THE AWARD WINNING Enniskillen Lakelanders Swimming Club will have to wait another few weeks to see if their prices for using the Lakeland Forum will be brought back to ‘sustainable’ levels.
Despite sitting at the policy and resources committee meeting for over five and a half hours members of the Enniskillen club and Strule Dolphins in Omagh remain unsure of their future, with the Fermanagh and Omagh District Council agreeing to defer the final decision.
In the interim period costs of £8.40 per lane per hour have been agreed for both clubs, an increase of 100% on what the Lakelanders paid up to March 31 this year. It is a significant reduction for the Omagh club though, previously charged £20 per lane per hour at the Omagh Leisure Complex.
A motion was put to the new council last week to rescind charges that were imposed at the General Purposes Committee on February 11. The change in price had meant a 357% increase for the Lakelanders from £4.20 per lane per hour to a colossal £15.
Speaking after Thursday’s meeting, which ran until 12.40am Lakelanders chairman Michael O’Kane said that despite the significant reductions in the interim the prices were still not manageable.
“That’s still a 100% increase for us, which we couldn’t sustain. We would see every pound that goes on to the £5 proposal as impacting on the members of the club that least can afford to pay it.” The group propose an increase of 20% to £5.
Already Michael has noticed a marked difference in training, with a 30% decrease in lane hours over the Easter period.
“In terms of what we’re doing now, we’re looking I think to take approximately 20 hours out a week so it will have a major impact.”
This could not come at a worse time for the club, with the national swimming championships in July.
“We have now seven swimmers in Fermanagh going to the Irish Championships, the division one section and then we have five or six going to the division two finals. It is a key time of the season for those guys .”

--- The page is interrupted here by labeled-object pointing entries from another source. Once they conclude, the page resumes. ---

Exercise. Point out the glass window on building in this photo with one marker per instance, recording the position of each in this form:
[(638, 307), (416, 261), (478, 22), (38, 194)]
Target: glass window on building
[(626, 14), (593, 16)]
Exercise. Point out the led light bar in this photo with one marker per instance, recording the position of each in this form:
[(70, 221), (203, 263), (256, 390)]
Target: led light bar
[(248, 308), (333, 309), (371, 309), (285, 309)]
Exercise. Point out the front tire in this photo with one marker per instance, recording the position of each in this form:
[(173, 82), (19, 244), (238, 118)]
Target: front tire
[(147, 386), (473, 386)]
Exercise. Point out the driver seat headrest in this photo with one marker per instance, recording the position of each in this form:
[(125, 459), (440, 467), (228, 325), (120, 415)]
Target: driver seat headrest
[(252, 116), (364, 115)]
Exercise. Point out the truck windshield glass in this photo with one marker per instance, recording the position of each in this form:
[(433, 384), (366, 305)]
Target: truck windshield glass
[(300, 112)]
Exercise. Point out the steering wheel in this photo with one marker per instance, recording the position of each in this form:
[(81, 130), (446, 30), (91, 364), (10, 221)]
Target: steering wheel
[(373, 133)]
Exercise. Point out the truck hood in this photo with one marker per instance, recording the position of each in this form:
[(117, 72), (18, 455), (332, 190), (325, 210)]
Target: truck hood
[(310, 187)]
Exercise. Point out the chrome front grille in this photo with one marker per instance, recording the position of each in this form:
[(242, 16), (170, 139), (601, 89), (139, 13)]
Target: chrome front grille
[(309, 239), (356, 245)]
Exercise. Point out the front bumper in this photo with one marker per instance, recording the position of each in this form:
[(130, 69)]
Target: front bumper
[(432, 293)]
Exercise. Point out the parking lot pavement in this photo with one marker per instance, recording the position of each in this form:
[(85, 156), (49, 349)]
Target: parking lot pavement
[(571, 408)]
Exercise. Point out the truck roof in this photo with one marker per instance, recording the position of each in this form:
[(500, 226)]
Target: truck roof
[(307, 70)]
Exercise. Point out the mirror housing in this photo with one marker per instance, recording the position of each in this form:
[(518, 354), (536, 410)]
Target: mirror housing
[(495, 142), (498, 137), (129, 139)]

At Thursday’s meeting councillors spoke passionately of the huge contribution both clubs make to the lives of young people, able-bodied and disabled, as well as their achievements in competition at Ulster and national level.

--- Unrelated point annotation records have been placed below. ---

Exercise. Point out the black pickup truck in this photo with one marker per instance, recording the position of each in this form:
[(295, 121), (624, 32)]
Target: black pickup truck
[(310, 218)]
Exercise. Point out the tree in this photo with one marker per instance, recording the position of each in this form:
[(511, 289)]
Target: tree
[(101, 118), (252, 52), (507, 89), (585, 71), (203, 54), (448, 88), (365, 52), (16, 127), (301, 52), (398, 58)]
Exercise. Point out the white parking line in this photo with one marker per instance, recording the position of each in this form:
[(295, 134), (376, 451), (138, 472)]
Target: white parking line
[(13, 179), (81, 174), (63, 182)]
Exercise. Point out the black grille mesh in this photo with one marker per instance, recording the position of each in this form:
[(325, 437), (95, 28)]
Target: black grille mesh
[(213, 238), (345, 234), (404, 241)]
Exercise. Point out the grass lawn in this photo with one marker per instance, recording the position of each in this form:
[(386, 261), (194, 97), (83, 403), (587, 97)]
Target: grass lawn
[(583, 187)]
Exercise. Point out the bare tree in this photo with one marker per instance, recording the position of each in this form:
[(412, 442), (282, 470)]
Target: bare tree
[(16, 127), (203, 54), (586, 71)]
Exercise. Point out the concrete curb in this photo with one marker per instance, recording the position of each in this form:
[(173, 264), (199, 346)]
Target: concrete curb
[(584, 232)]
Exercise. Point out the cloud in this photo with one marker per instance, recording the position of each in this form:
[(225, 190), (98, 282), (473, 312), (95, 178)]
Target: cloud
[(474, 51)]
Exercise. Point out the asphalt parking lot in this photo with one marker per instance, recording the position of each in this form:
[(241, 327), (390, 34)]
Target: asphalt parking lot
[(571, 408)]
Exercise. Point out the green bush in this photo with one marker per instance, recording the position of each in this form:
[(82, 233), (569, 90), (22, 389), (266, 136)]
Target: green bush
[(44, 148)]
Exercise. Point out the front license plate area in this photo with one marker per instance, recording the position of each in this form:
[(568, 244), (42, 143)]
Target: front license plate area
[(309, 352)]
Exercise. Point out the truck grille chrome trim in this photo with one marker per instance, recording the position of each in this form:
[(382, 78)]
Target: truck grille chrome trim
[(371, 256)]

Summing up the mood in the chamber, Cllr Barry Doherty of Sinn Fein said: “We wouldn’t have voted for this had we known the full extent of it.”

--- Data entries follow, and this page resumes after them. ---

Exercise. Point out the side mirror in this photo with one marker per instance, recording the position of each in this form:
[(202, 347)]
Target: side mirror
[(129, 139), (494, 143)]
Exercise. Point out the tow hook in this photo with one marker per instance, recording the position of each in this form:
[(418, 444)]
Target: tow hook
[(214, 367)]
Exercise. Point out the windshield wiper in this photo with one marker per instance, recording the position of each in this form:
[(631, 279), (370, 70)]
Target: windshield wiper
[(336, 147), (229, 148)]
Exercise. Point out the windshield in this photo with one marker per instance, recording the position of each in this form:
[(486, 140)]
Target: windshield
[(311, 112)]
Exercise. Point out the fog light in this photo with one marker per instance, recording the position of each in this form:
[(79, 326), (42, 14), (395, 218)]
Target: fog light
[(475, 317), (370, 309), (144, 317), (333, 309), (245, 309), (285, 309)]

However as suggestions were being made on alternative prices, council chairman, Thomas O’Reilly, cautioned that it was a “dangerous precedent” to have individual clubs lobby on council charges.
He added: “I thoroughly object to setting rates for specific clubs who come in and lobby. I am in favour of relaxing this, but it must apply to everyone who uses the club.”
It was decided to set the temporary rates and revisit the issue at the next committee meeting, the General Purposes Committee on May 5 in Omagh.